The Malealea Lodge and PTA partnership is an excellent example of how it is indeed very possible to build a strong, mutually-beneficial and sustainable private sector relationship outside of the traditional aid model (third-party donors and government or international NGO intervention). The idea has been around for a very long time, pre-dating modern foreign aid as we know it, but has enjoyed something of a renaissance in recent decades and can be observed all over the world in many shapes and sizes. So yes, for all the naysayers, alternatives are out there and much of the world indeed appears to already be moving in the direction of partnership, self-determination, and sustainability…slowly.
Rock art of the ancient San people of Southern Africa on the walls of the gorge.
As you might imagine, the village of Malealea is also a pretty spectacular place to explore on foot, particularly in the morning or early evening.
Looking back from the road at the village and lodge in the valley.
Nightly, the Lodge also has local singing groups from area schools perform for guests.

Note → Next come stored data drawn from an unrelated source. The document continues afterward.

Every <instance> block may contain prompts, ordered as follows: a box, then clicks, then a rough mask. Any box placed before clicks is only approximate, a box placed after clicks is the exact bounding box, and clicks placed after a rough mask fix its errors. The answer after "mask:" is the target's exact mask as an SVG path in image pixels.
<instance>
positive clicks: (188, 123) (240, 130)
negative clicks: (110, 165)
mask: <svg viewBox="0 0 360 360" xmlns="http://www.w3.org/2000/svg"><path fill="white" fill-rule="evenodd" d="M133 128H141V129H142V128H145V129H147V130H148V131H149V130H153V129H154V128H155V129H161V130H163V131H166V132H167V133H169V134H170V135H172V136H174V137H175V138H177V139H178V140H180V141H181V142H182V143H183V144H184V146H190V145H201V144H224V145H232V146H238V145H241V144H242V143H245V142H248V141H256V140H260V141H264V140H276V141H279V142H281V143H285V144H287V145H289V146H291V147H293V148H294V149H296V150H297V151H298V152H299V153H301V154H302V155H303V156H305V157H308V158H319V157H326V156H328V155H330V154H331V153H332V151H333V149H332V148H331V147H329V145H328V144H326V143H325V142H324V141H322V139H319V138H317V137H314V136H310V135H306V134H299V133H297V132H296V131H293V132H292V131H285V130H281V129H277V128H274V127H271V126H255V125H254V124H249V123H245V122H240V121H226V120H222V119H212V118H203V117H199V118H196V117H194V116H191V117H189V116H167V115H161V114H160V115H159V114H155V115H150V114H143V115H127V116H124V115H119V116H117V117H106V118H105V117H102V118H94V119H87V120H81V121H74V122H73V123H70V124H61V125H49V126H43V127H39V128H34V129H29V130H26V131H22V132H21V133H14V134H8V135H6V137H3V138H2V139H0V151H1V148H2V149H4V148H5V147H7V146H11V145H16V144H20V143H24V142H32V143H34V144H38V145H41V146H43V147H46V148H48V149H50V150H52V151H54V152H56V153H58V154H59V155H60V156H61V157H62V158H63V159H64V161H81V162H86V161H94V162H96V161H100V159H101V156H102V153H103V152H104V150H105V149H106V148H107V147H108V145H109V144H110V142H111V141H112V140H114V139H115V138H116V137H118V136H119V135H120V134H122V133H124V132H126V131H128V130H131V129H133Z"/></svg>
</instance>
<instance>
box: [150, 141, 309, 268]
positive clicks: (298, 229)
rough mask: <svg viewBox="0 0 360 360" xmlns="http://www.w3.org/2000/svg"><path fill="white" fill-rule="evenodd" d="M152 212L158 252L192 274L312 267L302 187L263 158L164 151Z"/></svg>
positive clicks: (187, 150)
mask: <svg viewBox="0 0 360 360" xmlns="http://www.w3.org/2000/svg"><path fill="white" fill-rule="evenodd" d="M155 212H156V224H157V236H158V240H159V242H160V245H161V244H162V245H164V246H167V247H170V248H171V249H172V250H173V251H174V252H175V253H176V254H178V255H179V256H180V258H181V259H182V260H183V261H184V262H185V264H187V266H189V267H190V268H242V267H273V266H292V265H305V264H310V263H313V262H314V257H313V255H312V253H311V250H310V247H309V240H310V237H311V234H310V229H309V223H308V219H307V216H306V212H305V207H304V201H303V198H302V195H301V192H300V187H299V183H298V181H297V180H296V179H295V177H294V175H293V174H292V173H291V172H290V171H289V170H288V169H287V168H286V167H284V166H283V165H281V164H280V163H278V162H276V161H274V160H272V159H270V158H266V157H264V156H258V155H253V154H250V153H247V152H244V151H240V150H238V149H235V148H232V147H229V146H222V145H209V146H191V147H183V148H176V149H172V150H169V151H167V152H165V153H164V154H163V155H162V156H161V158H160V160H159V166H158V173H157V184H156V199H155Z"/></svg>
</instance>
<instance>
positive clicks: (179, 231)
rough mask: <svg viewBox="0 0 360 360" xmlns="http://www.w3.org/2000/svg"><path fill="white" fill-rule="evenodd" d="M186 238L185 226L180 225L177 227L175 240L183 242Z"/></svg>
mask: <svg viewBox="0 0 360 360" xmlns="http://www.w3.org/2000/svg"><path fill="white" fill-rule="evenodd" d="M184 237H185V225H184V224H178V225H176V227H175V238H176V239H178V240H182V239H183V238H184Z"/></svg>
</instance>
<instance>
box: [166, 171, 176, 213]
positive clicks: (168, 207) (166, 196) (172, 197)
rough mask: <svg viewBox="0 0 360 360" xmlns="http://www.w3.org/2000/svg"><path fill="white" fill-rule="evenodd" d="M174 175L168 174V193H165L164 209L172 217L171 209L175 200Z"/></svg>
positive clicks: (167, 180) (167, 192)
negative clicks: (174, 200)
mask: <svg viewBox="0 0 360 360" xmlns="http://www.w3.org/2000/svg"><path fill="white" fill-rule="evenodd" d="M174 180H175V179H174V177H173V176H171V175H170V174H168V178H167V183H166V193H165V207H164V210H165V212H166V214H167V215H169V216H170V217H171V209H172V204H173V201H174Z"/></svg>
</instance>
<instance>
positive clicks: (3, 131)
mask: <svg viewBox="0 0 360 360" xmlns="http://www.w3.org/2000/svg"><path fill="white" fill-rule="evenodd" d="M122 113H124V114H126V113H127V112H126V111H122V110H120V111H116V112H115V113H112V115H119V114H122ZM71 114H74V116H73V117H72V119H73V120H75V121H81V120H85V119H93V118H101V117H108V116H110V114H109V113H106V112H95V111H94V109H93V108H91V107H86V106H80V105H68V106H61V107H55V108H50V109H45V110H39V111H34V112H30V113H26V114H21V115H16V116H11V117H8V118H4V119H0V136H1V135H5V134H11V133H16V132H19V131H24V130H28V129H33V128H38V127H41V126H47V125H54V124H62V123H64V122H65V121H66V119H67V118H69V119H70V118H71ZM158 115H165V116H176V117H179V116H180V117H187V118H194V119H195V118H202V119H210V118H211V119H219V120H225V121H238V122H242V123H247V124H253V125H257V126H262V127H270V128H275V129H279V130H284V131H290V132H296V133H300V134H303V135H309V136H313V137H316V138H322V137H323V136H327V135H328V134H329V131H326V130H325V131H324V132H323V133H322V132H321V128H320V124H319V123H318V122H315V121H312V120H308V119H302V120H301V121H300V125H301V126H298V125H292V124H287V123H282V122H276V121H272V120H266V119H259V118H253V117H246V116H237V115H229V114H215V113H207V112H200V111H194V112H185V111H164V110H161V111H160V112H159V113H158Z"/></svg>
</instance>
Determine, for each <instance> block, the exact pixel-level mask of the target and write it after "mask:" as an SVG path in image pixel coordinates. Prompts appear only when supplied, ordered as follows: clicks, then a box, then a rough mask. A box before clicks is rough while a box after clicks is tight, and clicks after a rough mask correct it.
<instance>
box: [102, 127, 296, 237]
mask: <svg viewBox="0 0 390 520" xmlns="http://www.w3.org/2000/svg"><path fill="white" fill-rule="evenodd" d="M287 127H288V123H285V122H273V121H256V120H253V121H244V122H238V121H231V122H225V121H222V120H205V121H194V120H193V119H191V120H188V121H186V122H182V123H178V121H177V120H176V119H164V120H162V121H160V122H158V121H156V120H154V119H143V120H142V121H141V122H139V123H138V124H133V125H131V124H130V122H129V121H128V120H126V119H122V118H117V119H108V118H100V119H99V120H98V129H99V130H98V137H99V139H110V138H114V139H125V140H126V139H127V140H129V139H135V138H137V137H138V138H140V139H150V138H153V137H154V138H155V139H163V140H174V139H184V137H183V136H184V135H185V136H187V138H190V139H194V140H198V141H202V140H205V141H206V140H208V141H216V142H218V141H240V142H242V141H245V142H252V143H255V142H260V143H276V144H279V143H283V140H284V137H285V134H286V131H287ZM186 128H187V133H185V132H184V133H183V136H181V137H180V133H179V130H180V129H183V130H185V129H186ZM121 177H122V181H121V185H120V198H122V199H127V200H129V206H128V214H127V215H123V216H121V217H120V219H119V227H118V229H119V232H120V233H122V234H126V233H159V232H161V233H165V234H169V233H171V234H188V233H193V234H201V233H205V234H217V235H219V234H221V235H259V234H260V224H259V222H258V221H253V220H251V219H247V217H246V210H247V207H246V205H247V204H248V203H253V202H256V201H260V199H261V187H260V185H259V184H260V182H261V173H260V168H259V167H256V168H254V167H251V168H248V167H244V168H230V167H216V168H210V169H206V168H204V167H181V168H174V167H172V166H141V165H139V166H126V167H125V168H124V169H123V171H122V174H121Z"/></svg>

The Lodge is comprised of several types of accommodation, some of which are built in the style of traditional Basotho houses.
The main building of the Lodge also exhibits colorful murals of traditional life painted by local artists.
Surrounding mountains at sunset from the Lodge.
We ate all of our meals at the lodge with the exception of one. The Lodge also has partnerships with locals in the area who cook out of the home for those who wish to taste and experience traditional Basotho food in a Basotho home. We met our Basotho host outside the front gates of the lodge and followed him through the neighboring village to his home (above) where he prepared a very tasty traditional meal.
After much time spent living and traveling through different parts of Southern, East and Central Africa, I was surprised that our host and cook was male, as it is unusual and even taboo for men to cook in traditional/rural communities. It was also fun to learn that he had such a deep passion for cooking and that this was a stepping stone to opening his own small restaurant.
In addition to the meal he prepared for us, we also enjoyed chatting with him and his young son in their modest one-room home. At the end of the evening, in true African style, he asked us to sign his guest ledger, which reminds me…Lori and I really need to start one of those for ourselves.